International Atomic Energy Agency head Rafael Mariano Grossi will meet with Prime Minister Fumio Kishida later Tuesday to submit IAEA's final report on the water release. All of IAEA's interim evaluations have been positive and the final report is expected to say that the water sampling, testing and monitoring plans involved in the release are adequate and fulfill international requirements.
The treated radioactive water, stored in about 1,000 tanks that are nearing their 1.37 million ton capacity, must be removed to prevent accidental leaks and to make room for the plant’s decommissioning.
Japanese regulators finished their final safety inspection of the equipment last Friday and the plant operator Tokyo Electric Power Company Holdings is expected to receive a permit for discharging the water in about a week. It could do so anytime afterward, though the start date is still undecided amid concerns and protests.
South Korea, China and some Pacific Island nations oppose the water release because of safety concerns and political reasons. Local fishing groups are worried their reputation will be damaged even if their catch is uncontaminated, and others like local water and beach businesses and tourism outfits are concerned.
Japan has sought support from the IAEA to gain credibility for the plan and assurances that its safety measures meet international standards. The IAEA has made several trips to Japan since early 2022 but acknowledges it can't made decisions for the Japanese government, including stopping the wastewater release.

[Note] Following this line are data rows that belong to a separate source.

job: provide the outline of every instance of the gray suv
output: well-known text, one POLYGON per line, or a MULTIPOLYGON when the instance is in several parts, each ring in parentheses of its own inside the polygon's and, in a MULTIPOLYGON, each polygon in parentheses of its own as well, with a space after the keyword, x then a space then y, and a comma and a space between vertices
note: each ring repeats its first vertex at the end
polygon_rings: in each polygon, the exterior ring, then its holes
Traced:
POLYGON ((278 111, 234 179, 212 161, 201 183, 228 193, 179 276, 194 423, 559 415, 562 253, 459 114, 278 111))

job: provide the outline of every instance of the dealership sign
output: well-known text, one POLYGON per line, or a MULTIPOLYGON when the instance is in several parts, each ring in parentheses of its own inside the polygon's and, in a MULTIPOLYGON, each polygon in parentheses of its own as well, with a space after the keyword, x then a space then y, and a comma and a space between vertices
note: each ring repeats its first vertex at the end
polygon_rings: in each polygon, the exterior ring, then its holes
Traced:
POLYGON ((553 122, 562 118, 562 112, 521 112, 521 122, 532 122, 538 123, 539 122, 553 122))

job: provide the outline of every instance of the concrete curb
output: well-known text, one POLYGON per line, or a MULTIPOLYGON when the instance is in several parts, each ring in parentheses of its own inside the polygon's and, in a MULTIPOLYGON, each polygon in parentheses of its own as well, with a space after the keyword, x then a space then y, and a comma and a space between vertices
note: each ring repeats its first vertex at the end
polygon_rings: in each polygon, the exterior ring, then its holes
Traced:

Grossi on Tuesday will also meet with heads of Japanese ministries and nuclear agency relevant to the water release. He later will visit the Fukushima plant, which was damaged by a massive earthquake and tsunami in 2011, during his four-day visit.
To ease concerns overseas, Grossi is expected to visit South Korea, New Zealand and the Cook Islands after his visit to Japan.
Japan's government and TEPCO say the treated but still slightly radioactive water will be diluted to levels safer than international standards and will be released gradually into the ocean over decades, making it harmless to people and marine life.
Some scientists say the impact of long-term, low-dose exposure to radionuclides is unknown. Others say the release plan is safe but call for more transparency in sampling and monitoring of the release.
The government says questionable documents have been circulated, including one alleging that Japan pressured the IAEA to remove negative information from its final report. Foreign Minister Yoshimasa Hayashi and other officials have denied them.